This study introduces a novel method to fuse multi-dimensional crowdsourced data for improved indoor localization accuracy. The technique leverages sensory data features to create consistent time and location stamps, enhancing Internet of Things (IoT) services.
Area of Science:
- Computer Science
- Electrical Engineering
- Geomatics Engineering
Background:
- Indoor location-based technology is crucial for modern transportation and the Internet of Things (IoT).
- Crowdsourcing is increasingly used to improve indoor localization accuracy and efficiency.
- Challenges exist in fusing heterogeneous crowdsourced data due to variations in collection parameters (users, locations, time, noise).
Purpose of the Study:
- To address the limitations of existing data fusion methods in crowdsourced indoor localization.
- To propose a general solution for fusing multi-dimensional crowdsourced data.
- To enhance the quality of crowdsourcing services by aligning data with consistent time and location stamps.
Main Methods:
- A novel data fusion approach utilizing only sensory data features.
- Alignment of multi-dimensional crowdsourced data with consistent time and location stamps.
- Development of a method to build high-quality crowdsourcing services from raw data.
Main Results:
- The proposed method effectively fuses multi-dimensional crowdsourced data.
- Consistent time and location stamping is achieved using sensory data features.

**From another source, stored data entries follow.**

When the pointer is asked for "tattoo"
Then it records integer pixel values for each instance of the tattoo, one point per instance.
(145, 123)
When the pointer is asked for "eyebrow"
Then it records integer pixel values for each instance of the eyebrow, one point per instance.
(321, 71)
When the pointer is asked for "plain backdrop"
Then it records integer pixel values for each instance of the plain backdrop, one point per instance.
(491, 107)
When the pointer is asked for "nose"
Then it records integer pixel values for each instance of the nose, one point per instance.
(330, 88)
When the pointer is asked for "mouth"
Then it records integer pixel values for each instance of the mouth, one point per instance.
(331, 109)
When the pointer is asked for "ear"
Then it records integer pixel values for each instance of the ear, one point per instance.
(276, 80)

- Experimental evaluations validate the effectiveness of the proposed fusion technique.
Conclusions:
- The developed method offers a more general and effective solution for crowdsourced indoor localization.
- Leveraging multi-dimensional sensory data features significantly improves data fusion and localization quality.
- The approach has the potential to enhance various crowdsourcing services reliant on accurate indoor positioning.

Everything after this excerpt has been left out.